本編 そんな簡単に、言うこと聞いてくれないでしょ?
 車内に乗り込み、無意識にふうっと大きく息を吐く。
「どこか、少し寄りましょうか?」
 エンジンをかけながら、彼は言った。
「ううん、いいよ」
「もう時間ないですか?」
「そんなことないけど、君ももう疲れたでしょ」
「僕は別に」
 でも、あんまり後輩に気を遣わせても可愛そうなので、
「それにしても君、君といると楽だね。慣れてる男は違うなあ、今日は誘ってくれて良かったよ」
 軽く褒めて、それを仕事につなげようと思った。
 それだけのつもりだった。
「じゃあ今度、どこ行きましょうか?」
 車内の至近距離で、見つめられてそう言われると、その美貌に少し照れる。
「えーと……、どこでもいいけど……」
 今度も!?と思いながらも、大きく見開いた目でその落ち着いた目を見ていた。
「えっ、なっ……」
 大きな手が急に寄ってきたなと思ったので、身体が勝手に警戒して少し引き、固まる。彼はすぐに手を引いた。

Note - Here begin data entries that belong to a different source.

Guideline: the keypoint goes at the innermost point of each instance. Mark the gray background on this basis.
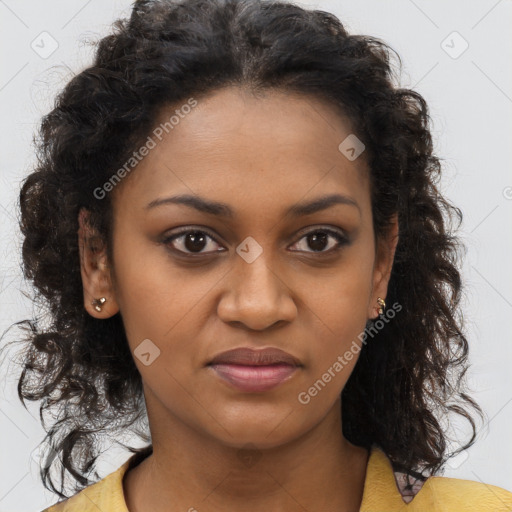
(469, 94)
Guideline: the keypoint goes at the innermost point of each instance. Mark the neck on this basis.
(318, 471)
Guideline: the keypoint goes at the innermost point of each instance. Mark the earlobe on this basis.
(384, 264)
(99, 299)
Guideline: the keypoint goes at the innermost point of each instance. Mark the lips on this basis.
(254, 371)
(251, 357)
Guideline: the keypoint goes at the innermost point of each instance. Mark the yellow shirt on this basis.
(381, 493)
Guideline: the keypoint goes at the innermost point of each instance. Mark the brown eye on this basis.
(192, 242)
(320, 239)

どういう理由があってそんな行動に出たのかは分からないが、とにかく接近していることは間違いないので、いつものゆるい雰囲気との違いに驚き、視線を下げて固まった。
「良かったですか?」
 彼が近付いてくる。圧迫感を感じる。不安になって、頭を下げた。
 私は別に、好きじゃない。
「キスしてもよかったら、顔上げてください」
 なっ……!!
「わっ、私、別に!!」 
 俯いたまま慌てて言った。
「私、そんなキスしたいとか思ったことないし!」
 流れた髪の毛を左手で耳にかけようと、手を自分の顔の近くにもっていった途端、長い指で左腕をとらえられた。更にシートに身体を押しつけられ、距離が縮まる。
 身体を後ろに下げようとしたが、もう後がなかった。